Kyle Hodnett

Personal information
- Full name: Kyle David Hodnett
- Born: 4 December 1986 (age 39) Durban, Natal, South Africa
- Nickname: Hodders
- Height: 5 ft 11 in (1.80 m)
- Batting: Left-handed
- Bowling: Right-arm fast-medium
- Role: Bowler
- Relations: Grant Hodnett (brother)

Domestic team information
- 2008: Marylebone Cricket Club
- 2010: Berkshire
- 2011/12–2012/13: KwaZulu-Natal
- LA debut: 1 August 2008 MCC v Bangladesh A
- FC debut: 8 March 2012 KwaZulu-Natal v Free State

Career statistics
| Competition | FC | LA | T20 |
| Matches | 7 | 1 | 3 |
| Runs scored | 75 | 6 | – |
| Batting average | 15.00 | 6.00 | – |
| 100s/50s | 0/0 | 0/0 | – |
| Top score | 25 | 6 | – |
| Balls bowled | 954 | 60 | 54 |
| Wickets | 12 | 1 | 1 |
| Bowling average | 42.08 | 43.00 | 68.00 |
| 5 wickets in innings | 0 | 0 | 0 |
| 10 wickets in match | 0 | 0 | 0 |
| Best bowling | 2/59 | 1/43 | 1/31 |
| Catches/stumpings | 3/– | 0/– | 1/– |
- Source: ESPNcricinfo, 3 October 2014

= Kyle Hodnett =

Former South African-born English cricketer

Kyle David Hodnett (born 4 December 1986) is a former South African born English cricketer.

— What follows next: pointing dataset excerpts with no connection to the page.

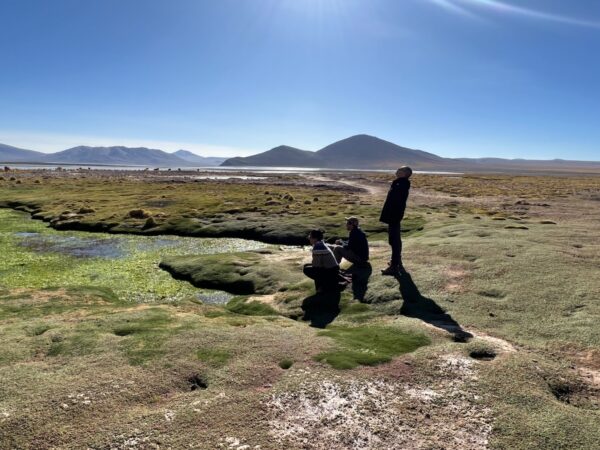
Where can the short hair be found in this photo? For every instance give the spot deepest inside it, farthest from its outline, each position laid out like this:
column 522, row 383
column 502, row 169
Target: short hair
column 406, row 170
column 352, row 220
column 316, row 234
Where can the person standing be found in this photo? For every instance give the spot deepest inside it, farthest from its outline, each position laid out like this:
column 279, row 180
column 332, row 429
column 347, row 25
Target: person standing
column 392, row 214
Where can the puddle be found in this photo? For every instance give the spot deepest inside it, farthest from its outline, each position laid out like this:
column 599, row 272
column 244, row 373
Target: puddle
column 76, row 246
column 214, row 297
column 35, row 256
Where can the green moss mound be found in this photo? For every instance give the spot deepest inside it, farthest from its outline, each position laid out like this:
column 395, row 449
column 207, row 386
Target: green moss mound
column 368, row 345
column 241, row 273
column 240, row 305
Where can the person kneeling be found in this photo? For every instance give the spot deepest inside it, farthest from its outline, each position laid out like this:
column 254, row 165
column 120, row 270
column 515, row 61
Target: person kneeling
column 324, row 268
column 356, row 248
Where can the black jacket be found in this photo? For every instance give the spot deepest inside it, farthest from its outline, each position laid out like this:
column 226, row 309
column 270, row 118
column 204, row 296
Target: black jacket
column 395, row 203
column 357, row 242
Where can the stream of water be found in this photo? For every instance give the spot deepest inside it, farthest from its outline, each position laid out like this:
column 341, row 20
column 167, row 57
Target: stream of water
column 34, row 256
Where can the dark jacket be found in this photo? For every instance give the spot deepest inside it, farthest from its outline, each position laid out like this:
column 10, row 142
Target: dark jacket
column 357, row 242
column 395, row 203
column 323, row 256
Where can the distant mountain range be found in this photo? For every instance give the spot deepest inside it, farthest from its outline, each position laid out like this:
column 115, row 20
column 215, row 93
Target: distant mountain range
column 117, row 155
column 368, row 152
column 356, row 152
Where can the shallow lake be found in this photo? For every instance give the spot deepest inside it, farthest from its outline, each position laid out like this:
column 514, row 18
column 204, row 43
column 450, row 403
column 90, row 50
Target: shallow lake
column 34, row 256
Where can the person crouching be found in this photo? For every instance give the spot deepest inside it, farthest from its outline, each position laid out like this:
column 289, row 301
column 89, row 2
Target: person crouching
column 324, row 268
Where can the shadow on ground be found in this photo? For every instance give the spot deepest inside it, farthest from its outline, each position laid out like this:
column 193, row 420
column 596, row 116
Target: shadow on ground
column 360, row 279
column 427, row 310
column 321, row 308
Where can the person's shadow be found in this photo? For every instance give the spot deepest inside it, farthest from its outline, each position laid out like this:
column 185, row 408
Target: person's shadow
column 321, row 308
column 360, row 279
column 427, row 310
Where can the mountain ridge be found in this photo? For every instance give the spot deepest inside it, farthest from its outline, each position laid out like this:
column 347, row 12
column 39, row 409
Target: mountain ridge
column 363, row 151
column 113, row 155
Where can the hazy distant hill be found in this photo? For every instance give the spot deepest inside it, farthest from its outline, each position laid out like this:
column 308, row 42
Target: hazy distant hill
column 9, row 153
column 368, row 152
column 197, row 159
column 115, row 156
column 282, row 156
column 357, row 152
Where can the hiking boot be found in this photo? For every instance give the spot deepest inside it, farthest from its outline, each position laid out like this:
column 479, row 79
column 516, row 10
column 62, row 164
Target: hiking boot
column 391, row 270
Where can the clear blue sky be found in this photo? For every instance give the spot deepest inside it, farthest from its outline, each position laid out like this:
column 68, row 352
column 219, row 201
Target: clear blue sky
column 226, row 77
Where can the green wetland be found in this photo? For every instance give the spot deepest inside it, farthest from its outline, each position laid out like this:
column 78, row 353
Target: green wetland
column 131, row 319
column 35, row 256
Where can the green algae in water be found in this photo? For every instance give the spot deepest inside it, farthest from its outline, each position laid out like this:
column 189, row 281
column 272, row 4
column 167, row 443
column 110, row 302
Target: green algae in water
column 126, row 264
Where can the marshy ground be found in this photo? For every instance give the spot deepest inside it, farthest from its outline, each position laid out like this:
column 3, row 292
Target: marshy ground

Hodnett was a left-handed batsman who bowled right-arm fast-medium. He was born in Durban, Natal.

After impressing at the programme's winter trials in 2004
, Hodnett was part of the MCC Young Cricketers from 2005 to 2008, and made his List A debut for the Marylebone Cricket Club in 2008 against Bangladesh A at The Racecourse, Durham. In this match, Hodnett took the wicket of Naeem Islam in the Bangladesh A first-innings, conceding in the process 43 runs from 10 overs. With the bat, he scored 6 runs before being dismissed by Dolar Mahmud. Bangladesh A won the match by 80 runs. He took a Second XI Championship hat-trick against Northamptonshire II at Brunton Memorial Ground, Radlett in 2008, becoming the first MCC Young Cricketer to take a hat-trick in the Second XI Championship. Hodnett was included in Nottinghamshire's 2009 preseason plans but did not feature during the regular season due to injury.

In 2010, he made four Minor Counties Championship appearances for Berkshire against Wales Minor Counties, Cheshire, Shropshire and Cornwall.

He returned to his native South Africa where he made his First-Class debut for KwaZulu-Natal against Free State in the CSA Provincial Three-Day Competition 2011/12. During the 2012/13 season, he made his Twenty20 debut for KwaZulu-Natal against Griqualand West at Kingsmead Cricket Ground.